Secondary hyperparathyroidism is when the parathyroid glands overproduce PTH as a compensatory response to low calcium and it is the body's attempt to normalise the levels. Possible causes are chronic kidney disease and vitamin D deficiency.

And, finally, tertiary hyperparathyroidism is when hyperplastic parathyroid glands overproduce PTH autonomously, that is, not responding to normal regulatory feedback. This is generally seen after prolonged secondary hyperparathyroidism in patients with CKD.

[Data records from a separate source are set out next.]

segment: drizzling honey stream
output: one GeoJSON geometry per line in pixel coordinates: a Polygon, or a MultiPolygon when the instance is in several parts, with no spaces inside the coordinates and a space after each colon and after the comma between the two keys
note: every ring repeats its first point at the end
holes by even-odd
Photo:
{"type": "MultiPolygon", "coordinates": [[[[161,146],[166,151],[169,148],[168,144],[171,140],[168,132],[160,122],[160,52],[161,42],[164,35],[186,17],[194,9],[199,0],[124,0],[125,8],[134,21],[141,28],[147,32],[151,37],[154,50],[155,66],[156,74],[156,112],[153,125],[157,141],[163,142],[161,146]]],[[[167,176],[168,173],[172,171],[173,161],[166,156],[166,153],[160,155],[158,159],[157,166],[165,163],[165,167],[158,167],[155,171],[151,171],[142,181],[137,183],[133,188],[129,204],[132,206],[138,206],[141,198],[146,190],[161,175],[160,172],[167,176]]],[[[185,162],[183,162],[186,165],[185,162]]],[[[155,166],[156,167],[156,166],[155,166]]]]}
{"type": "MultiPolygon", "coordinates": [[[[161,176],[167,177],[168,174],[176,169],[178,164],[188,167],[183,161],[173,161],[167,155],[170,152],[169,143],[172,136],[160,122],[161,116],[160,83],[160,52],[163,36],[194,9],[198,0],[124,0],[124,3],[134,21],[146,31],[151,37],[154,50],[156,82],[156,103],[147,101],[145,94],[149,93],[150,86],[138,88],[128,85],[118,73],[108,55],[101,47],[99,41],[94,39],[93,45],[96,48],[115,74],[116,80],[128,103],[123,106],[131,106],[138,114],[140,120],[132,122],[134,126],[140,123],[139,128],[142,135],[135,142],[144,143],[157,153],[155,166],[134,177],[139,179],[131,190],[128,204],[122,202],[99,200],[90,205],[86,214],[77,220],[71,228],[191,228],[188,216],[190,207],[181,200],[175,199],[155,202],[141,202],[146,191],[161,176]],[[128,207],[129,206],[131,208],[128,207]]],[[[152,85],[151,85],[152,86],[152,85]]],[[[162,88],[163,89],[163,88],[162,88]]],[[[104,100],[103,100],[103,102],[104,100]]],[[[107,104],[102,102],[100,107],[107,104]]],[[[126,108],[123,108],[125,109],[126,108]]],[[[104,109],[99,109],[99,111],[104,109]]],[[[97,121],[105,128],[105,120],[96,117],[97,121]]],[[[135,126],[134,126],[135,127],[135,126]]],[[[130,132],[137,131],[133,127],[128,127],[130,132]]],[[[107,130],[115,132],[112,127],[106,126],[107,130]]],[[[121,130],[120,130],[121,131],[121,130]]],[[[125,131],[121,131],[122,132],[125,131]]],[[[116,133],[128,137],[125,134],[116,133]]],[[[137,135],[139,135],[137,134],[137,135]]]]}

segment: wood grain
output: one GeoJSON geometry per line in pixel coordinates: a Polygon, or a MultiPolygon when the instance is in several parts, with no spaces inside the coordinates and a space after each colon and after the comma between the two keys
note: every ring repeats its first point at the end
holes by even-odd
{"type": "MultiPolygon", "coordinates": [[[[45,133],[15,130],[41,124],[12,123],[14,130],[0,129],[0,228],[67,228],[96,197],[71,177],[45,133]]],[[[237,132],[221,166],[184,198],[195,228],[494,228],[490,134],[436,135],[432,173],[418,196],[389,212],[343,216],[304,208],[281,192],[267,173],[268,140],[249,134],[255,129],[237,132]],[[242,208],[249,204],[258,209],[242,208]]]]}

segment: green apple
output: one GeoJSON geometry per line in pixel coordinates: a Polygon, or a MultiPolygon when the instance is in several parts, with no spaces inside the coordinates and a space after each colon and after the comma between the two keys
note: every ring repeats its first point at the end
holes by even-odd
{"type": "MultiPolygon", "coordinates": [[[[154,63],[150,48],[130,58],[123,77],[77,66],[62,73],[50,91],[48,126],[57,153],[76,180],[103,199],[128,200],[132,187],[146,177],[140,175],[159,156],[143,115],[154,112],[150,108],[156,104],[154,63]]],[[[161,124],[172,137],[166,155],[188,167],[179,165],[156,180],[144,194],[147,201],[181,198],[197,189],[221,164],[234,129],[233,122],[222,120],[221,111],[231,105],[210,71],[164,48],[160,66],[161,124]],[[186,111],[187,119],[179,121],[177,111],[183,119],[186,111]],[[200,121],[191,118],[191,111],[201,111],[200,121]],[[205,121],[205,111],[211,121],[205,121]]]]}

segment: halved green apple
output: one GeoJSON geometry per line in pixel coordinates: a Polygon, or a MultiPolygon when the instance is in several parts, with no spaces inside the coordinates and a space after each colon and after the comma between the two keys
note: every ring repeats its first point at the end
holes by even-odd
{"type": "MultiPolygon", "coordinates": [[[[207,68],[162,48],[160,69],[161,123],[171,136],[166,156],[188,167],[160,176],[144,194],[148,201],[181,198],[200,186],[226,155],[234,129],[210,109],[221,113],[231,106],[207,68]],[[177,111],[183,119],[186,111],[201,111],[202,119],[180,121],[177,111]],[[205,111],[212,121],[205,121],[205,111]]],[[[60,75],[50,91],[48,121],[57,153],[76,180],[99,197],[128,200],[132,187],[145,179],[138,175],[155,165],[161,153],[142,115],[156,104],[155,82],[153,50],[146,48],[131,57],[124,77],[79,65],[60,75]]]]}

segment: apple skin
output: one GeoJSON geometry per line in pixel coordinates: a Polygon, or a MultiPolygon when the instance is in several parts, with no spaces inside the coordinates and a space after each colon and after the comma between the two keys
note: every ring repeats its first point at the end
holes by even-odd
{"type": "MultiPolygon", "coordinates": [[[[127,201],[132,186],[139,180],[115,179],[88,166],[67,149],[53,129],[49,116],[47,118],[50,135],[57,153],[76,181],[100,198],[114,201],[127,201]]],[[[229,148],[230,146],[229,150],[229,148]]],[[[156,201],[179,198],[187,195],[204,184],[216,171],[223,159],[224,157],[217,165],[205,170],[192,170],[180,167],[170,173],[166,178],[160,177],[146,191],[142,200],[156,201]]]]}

And let’s quickly look at the pathophysiology of tertiary hyperparathyroidism:

In CKD, the kidneys lose their ability to excrete phosphate, leading to hyperphosphatemia.

In CKD, the kidneys also produce less active vitamin D, resulting in decreased calcium absorption and hypocalcemia.

Both hypocalcemia and hyperphosphatemia stimulate the parathyroid glands to produce more PTH to maintain calcium levels. This is the secondary hyperparathyroidism stage.

However, over time, the continuous stimulation of the parathyroid glands leads to glandular hyperplasia and, as it progresses, the parathyroid glands become less responsive to normal feedback mechanisms.

So, in some patients, particularly in those after prolonged and severe secondary hyperparathyroidism, the parathyroid glands can become autonomous, meaning that they secrete PTH independently of blood calcium levels. At this stage, even when the initial cause of secondary hyperparathyroidism is corrected (for example, after a kidney transplant), the overactive parathyroid glands continue to produce excessive PTH which will lead to hypercalcemia. This is when we talk about tertiary hyperparathyroidism.

So that is it, a quick review of the different types of hyperparathyroidism.

We have come to the end of this episode. Remember that this is not medical advice but only my summary and my interpretation of the guidelines. You must always use your clinical judgement.

Thank you for listening and goodbye.